GitLab runners (shared and internal) problem at 2017-01-04 - postmortem

This is a postmortem of what happened with GitLab runners (shared and internal) at 2017-04-01.

As I'm not sure if this description contains any security data (like the fact, that we're using our own version of docker-machine) I'm opening this as a confidential issue. This can be changed later.

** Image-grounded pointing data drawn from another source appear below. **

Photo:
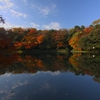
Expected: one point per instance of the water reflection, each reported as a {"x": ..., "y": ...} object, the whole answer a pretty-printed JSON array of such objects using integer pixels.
[{"x": 49, "y": 77}]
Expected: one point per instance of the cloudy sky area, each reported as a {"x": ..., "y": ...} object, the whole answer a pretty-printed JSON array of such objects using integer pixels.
[{"x": 49, "y": 14}]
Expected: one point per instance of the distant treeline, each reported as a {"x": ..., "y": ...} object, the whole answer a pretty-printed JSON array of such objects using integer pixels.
[{"x": 77, "y": 38}]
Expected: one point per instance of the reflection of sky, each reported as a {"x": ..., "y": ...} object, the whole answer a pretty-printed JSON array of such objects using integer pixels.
[{"x": 48, "y": 86}]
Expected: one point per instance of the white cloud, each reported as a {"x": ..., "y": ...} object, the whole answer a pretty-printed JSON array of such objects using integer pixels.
[
  {"x": 18, "y": 14},
  {"x": 45, "y": 10},
  {"x": 6, "y": 4},
  {"x": 53, "y": 25},
  {"x": 34, "y": 25},
  {"x": 8, "y": 25}
]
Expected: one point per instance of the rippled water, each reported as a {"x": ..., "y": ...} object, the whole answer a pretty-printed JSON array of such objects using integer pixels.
[{"x": 49, "y": 77}]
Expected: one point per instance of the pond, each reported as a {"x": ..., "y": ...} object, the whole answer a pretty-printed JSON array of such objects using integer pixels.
[{"x": 49, "y": 77}]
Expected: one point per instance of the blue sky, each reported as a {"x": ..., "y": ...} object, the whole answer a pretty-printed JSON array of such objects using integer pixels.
[{"x": 49, "y": 14}]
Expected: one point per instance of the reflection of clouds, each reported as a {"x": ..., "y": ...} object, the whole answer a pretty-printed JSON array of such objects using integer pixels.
[
  {"x": 18, "y": 84},
  {"x": 53, "y": 73},
  {"x": 45, "y": 87},
  {"x": 6, "y": 74},
  {"x": 8, "y": 92},
  {"x": 48, "y": 72}
]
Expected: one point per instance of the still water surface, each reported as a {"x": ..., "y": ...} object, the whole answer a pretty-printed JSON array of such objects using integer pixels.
[{"x": 50, "y": 77}]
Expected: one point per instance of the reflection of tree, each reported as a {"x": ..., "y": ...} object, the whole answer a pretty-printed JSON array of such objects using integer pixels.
[{"x": 79, "y": 64}]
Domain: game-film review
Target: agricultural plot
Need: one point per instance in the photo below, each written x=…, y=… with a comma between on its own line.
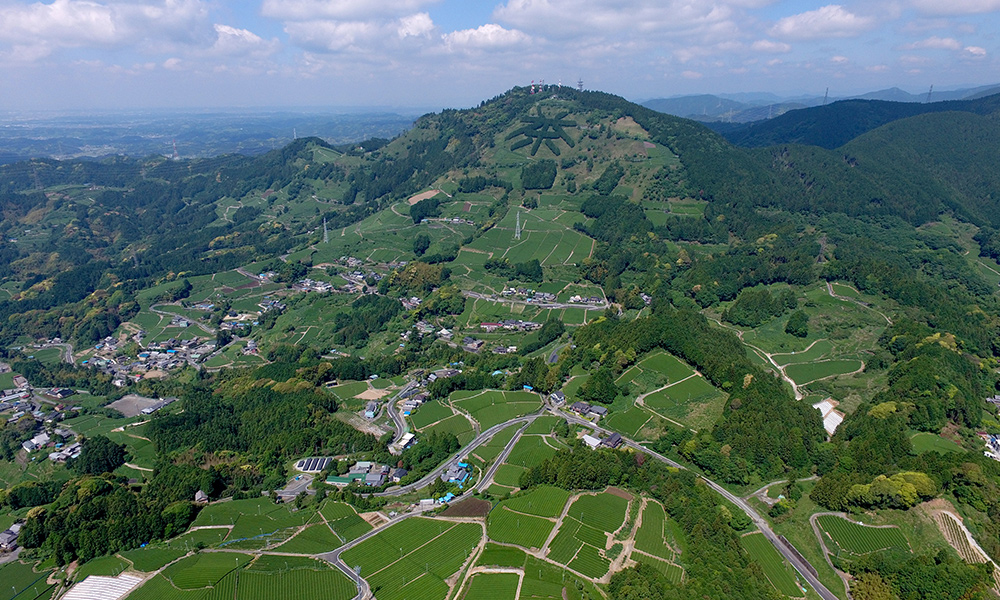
x=204, y=569
x=494, y=407
x=852, y=538
x=412, y=559
x=495, y=555
x=672, y=572
x=314, y=539
x=509, y=475
x=541, y=501
x=530, y=451
x=506, y=526
x=803, y=373
x=456, y=425
x=148, y=560
x=778, y=572
x=430, y=413
x=493, y=586
x=692, y=401
x=294, y=578
x=651, y=536
x=604, y=511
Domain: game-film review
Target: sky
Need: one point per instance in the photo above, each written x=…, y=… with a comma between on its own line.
x=136, y=54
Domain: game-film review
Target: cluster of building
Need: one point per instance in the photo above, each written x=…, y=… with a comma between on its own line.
x=612, y=441
x=309, y=285
x=314, y=464
x=410, y=303
x=510, y=325
x=992, y=442
x=587, y=410
x=368, y=473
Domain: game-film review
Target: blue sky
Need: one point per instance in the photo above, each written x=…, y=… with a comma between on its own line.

First reports and first checks

At 2017-04-01 evening (~21:42 UTC) users started to notify us, that builds at GitLab.com aren't starting - https://gitlab.slack.com/archives/infrastructure/p1483566167005496:

connor [21:42]
@northrup I think there are problems with the runners
a user in IRC and a few on Twitter are mentioning problems

Because I've just noticed the same (release build for GitLab Runner 1.9.2 was pending since more than hour) I've jumped to see what's happening. After looking into logs on shared-runners-manager-1.gitlab.com and shared-runners-manager-2.gitlab.com I've noticed, that:

there are lot of lines recording, that machines creations are failing:

Jan  4 22:02:19 shared-runners-manager-1.gitlab.com gitlab-ci-multi-runner[30042]: time="2017-01-04T22:02:19Z" level=error msg="Unable to verify the Docker daemon is listening: Maximum number of retries (10) exceeded" name=runner-XYZ operation=provision
Jan  4 22:02:19 shared-runners-manager-1.gitlab.com gitlab-ci-multi-runner[30042]: time="2017-01-04T22:02:19Z" level=error msg="Machine creation failed" error="exit status 1" fields.time=3m18.414396122s name=runner-XYZ time=3m18.414396122s
Jan  4 22:02:19 shared-runners-manager-1.gitlab.com gitlab-ci-multi-runner[30042]: time="2017-01-04T22:02:19Z" level=warning msg="Removing machine" created=3m18.415029648s name=runner-XYZ now=2017-01-04 22:02:19.448757963 +0000 UTC reason="Failed to create" used=3m18.415033487s

last build on docker machine was started at 20:51 UTC:

Jan  4 20:51:10 shared-runners-manager-1.gitlab.com gitlab-ci-multi-runner[30042]: time="2017-01-04T20:51:10Z" level=info msg="Starting docker-machine build..." build=8196083 created=2017-01-04 20:49:12.075580173 +0000 UTC docker="REDACTED" name=runner-ZYX now=2017-01-04 20:51:10.269379183 +0000 UTC project=1959952 runner=REDACTED usedcount=1

Also graphs in grafana showed, that something is bad with shared runners:

I have a feeling, but it needs to be confirmed

I've assumed, that there is something bad with hosts creation done by docker-machine. To confirm this I've made a manual test:

root@shared-runners-manager-1:~# docker-machine create --driver=digitalocean [DO related options from config.toml] test-machine-1
(... normal logs for docker-machine, like "waiting for SSH" ...)
Error creating machine: Error running provisioning: Unable to verify the Docker daemon is listening: Maximum number of retries (10) exceeded
root@shared-runners-manager-1:~#

So, machine was provisioned, but there was an error with starting Docker daemon. To check this I've SSH-ed to the machine:

root@shared-runners-manager-1:~# docker-machine ssh test-machine-1
Last login: Wed Jan  4 22:49:55 UTC 2017 from REDACTED on ssh
Container Linux by CoreOS stable (1235.4.0)
Failed Units: 1
  docker.service

CoreOS reported, that docker.service systemd unit didn't start properly. Let's check why:

core@test-machine-1 ~ $ systemctl status docker.service
● docker.service - Docker Socket for the API
   Loaded: loaded (/etc/systemd/system/docker.service; disabled; vendor preset: disabled)
   Active: failed (Result: exit-code) since Wed 2017-01-04 22:49:27 UTC; 1min 8s ago
  Process: 1583 ExecStart=/usr/lib/coreos/dockerd daemon --host=unix:///var/run/docker.sock --host=tcp://0.0.0.0:2376 --tlsverify --tlscacert /etc/docker/ca.pem --tlscert /etc/docker/server.pem --tlskey /etc/do...
 Main PID: 1583 (code=exited, status=1/FAILURE)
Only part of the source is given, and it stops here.